Qu’est-ce qu’un portage ?
Un portage est le transport terrestre entre deux lacs ou sections de rivière — vous portez votre canot et tout votre équipement sur le dos (ou à l’aide d’un chariot de portage) sur le sentier d’un plan d’eau au suivant. Les portages à Algonquin varient de 50 mètres à plusieurs kilomètres. Le mot est d’origine canadienne-française et est fondamental à l’expérience Algonquin.
Quand les couleurs d’automne atteignent-elles leur apogée ?
Le pic se situe généralement entre le 25 septembre et le 10 octobre, avec des variations d’une année à l’autre selon la température et les précipitations. Consulter le rapport sur les couleurs d’Ontario Parks à la mi-septembre donne une prévision assez précise pour le pic à venir.
Les emplacements de camping intérieur sont-ils bondés ?
Le système de permis gère la densité du camping, et l’arrière-pays est nettement moins fréquenté que les zones de camping en voiture. Sur les routes populaires situées à deux ou trois portages des accès routiers, vous pouvez croiser plusieurs autres groupes ; les routes du grand arrière-pays sont véritablement isolées. Réservez les permis le plus tôt possible (Ontario Parks ouvre les réservations début janvier pour la saison à venir).
Peut-on observer de la faune lors d’une visite d’une journée ?
Oui.
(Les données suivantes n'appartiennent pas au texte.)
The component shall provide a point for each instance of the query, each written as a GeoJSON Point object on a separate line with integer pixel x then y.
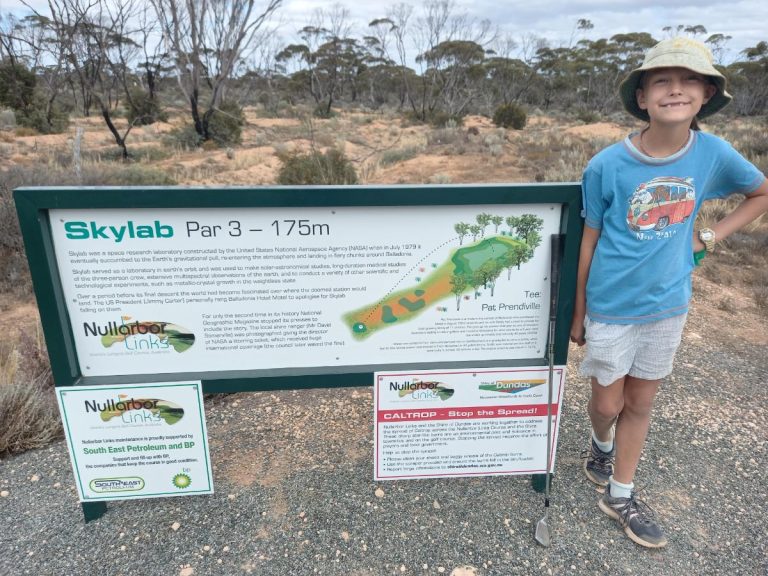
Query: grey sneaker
{"type": "Point", "coordinates": [598, 465]}
{"type": "Point", "coordinates": [636, 517]}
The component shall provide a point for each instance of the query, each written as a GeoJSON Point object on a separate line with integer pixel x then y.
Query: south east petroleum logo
{"type": "Point", "coordinates": [419, 390]}
{"type": "Point", "coordinates": [140, 335]}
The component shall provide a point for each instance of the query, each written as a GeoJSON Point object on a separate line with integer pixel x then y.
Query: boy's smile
{"type": "Point", "coordinates": [673, 95]}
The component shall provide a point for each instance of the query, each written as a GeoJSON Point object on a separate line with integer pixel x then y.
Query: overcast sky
{"type": "Point", "coordinates": [555, 21]}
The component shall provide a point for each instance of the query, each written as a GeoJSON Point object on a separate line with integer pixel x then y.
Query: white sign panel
{"type": "Point", "coordinates": [170, 290]}
{"type": "Point", "coordinates": [433, 424]}
{"type": "Point", "coordinates": [137, 441]}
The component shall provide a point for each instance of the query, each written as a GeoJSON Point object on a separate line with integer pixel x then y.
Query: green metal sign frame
{"type": "Point", "coordinates": [33, 205]}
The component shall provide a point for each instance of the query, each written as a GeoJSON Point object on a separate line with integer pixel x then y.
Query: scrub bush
{"type": "Point", "coordinates": [330, 167]}
{"type": "Point", "coordinates": [225, 126]}
{"type": "Point", "coordinates": [510, 116]}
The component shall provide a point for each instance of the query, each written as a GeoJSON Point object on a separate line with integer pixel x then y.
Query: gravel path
{"type": "Point", "coordinates": [303, 502]}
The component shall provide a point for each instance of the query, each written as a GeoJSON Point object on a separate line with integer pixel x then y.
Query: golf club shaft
{"type": "Point", "coordinates": [554, 286]}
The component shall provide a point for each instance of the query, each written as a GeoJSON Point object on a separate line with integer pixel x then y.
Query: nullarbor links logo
{"type": "Point", "coordinates": [136, 410]}
{"type": "Point", "coordinates": [418, 390]}
{"type": "Point", "coordinates": [141, 335]}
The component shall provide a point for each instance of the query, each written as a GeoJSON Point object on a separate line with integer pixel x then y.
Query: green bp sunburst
{"type": "Point", "coordinates": [182, 481]}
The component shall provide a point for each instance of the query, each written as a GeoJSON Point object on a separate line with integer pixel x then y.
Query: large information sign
{"type": "Point", "coordinates": [202, 290]}
{"type": "Point", "coordinates": [137, 441]}
{"type": "Point", "coordinates": [432, 424]}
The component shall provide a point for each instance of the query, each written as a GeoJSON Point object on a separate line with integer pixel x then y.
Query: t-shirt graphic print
{"type": "Point", "coordinates": [659, 203]}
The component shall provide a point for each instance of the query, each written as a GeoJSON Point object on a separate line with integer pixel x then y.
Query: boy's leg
{"type": "Point", "coordinates": [605, 404]}
{"type": "Point", "coordinates": [632, 426]}
{"type": "Point", "coordinates": [634, 515]}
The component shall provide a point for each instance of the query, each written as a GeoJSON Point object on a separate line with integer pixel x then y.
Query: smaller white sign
{"type": "Point", "coordinates": [442, 423]}
{"type": "Point", "coordinates": [137, 440]}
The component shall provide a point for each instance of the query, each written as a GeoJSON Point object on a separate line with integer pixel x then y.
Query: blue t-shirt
{"type": "Point", "coordinates": [645, 208]}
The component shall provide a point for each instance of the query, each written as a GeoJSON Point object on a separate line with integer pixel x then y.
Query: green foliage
{"type": "Point", "coordinates": [322, 111]}
{"type": "Point", "coordinates": [331, 167]}
{"type": "Point", "coordinates": [17, 85]}
{"type": "Point", "coordinates": [225, 125]}
{"type": "Point", "coordinates": [32, 110]}
{"type": "Point", "coordinates": [399, 155]}
{"type": "Point", "coordinates": [587, 116]}
{"type": "Point", "coordinates": [143, 110]}
{"type": "Point", "coordinates": [510, 116]}
{"type": "Point", "coordinates": [55, 121]}
{"type": "Point", "coordinates": [184, 137]}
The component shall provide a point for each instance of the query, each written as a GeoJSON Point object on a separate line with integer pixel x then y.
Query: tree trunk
{"type": "Point", "coordinates": [118, 139]}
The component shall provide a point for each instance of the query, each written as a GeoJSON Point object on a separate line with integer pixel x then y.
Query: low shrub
{"type": "Point", "coordinates": [510, 116]}
{"type": "Point", "coordinates": [184, 137]}
{"type": "Point", "coordinates": [330, 167]}
{"type": "Point", "coordinates": [143, 110]}
{"type": "Point", "coordinates": [390, 157]}
{"type": "Point", "coordinates": [7, 120]}
{"type": "Point", "coordinates": [225, 126]}
{"type": "Point", "coordinates": [28, 414]}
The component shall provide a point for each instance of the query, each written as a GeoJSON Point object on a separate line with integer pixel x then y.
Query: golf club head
{"type": "Point", "coordinates": [542, 533]}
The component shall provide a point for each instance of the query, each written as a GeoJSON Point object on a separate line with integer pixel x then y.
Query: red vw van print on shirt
{"type": "Point", "coordinates": [661, 202]}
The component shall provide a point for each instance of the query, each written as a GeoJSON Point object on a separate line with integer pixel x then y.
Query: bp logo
{"type": "Point", "coordinates": [182, 481]}
{"type": "Point", "coordinates": [125, 484]}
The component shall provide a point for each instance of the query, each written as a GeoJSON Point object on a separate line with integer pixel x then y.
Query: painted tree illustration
{"type": "Point", "coordinates": [533, 240]}
{"type": "Point", "coordinates": [459, 285]}
{"type": "Point", "coordinates": [521, 254]}
{"type": "Point", "coordinates": [461, 228]}
{"type": "Point", "coordinates": [528, 223]}
{"type": "Point", "coordinates": [489, 271]}
{"type": "Point", "coordinates": [510, 260]}
{"type": "Point", "coordinates": [475, 280]}
{"type": "Point", "coordinates": [511, 221]}
{"type": "Point", "coordinates": [483, 219]}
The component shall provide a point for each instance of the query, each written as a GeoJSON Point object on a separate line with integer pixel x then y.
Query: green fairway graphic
{"type": "Point", "coordinates": [468, 269]}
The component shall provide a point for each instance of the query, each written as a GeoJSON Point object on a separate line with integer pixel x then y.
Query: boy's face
{"type": "Point", "coordinates": [674, 95]}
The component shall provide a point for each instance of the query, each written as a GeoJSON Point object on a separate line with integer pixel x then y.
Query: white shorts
{"type": "Point", "coordinates": [644, 351]}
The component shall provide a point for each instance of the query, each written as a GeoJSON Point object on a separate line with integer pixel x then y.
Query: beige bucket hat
{"type": "Point", "coordinates": [676, 53]}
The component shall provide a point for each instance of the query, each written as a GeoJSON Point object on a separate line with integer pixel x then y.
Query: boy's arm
{"type": "Point", "coordinates": [588, 243]}
{"type": "Point", "coordinates": [754, 205]}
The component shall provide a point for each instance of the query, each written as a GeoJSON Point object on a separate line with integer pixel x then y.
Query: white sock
{"type": "Point", "coordinates": [604, 446]}
{"type": "Point", "coordinates": [619, 490]}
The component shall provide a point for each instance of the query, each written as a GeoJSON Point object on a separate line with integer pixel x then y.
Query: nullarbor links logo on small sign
{"type": "Point", "coordinates": [182, 481]}
{"type": "Point", "coordinates": [420, 391]}
{"type": "Point", "coordinates": [136, 410]}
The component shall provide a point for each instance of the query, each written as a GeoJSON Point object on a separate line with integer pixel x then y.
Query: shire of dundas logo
{"type": "Point", "coordinates": [141, 334]}
{"type": "Point", "coordinates": [510, 386]}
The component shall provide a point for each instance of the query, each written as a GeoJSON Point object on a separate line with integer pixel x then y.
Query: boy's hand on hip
{"type": "Point", "coordinates": [578, 332]}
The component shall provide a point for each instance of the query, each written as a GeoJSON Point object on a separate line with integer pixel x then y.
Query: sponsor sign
{"type": "Point", "coordinates": [164, 290]}
{"type": "Point", "coordinates": [137, 441]}
{"type": "Point", "coordinates": [442, 423]}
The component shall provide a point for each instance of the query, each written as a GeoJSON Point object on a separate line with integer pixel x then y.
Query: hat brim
{"type": "Point", "coordinates": [630, 85]}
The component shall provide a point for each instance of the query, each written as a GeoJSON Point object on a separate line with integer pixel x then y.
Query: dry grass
{"type": "Point", "coordinates": [28, 411]}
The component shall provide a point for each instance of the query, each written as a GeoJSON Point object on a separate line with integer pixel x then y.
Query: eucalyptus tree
{"type": "Point", "coordinates": [206, 41]}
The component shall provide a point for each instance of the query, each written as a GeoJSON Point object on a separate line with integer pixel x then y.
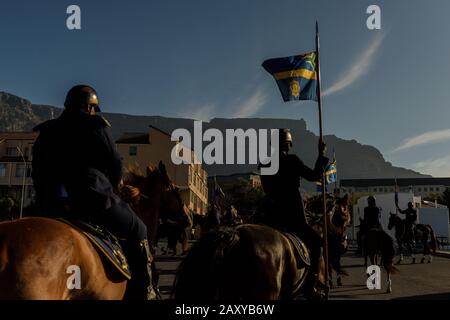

Le corridor de la route 60 offre des possibilités fiables d’observation des orignaux, surtout à l’aube et au crépuscule. Le sentier du Centre des visiteurs offre une bonne vie aviaire tout au long de l’année. Pour les ours, les loups et autres mammifères, passer du temps dans le parc en matinée et en soirée augmente considérablement les chances d’observation.
Le parc Algonquin est-il adapté aux familles avec de jeunes enfants ?
Les terrains de camping de la route 60, les sentiers de journée et le Centre des visiteurs sont tous adaptés aux familles. Les excursions en canot dans l’arrière-pays avec de jeunes enfants nécessitent une planification soigneuse en tenant compte des exigences des portages et des aléas météorologiques, mais de nombreuses familles ontariennes les réussissent chaque année.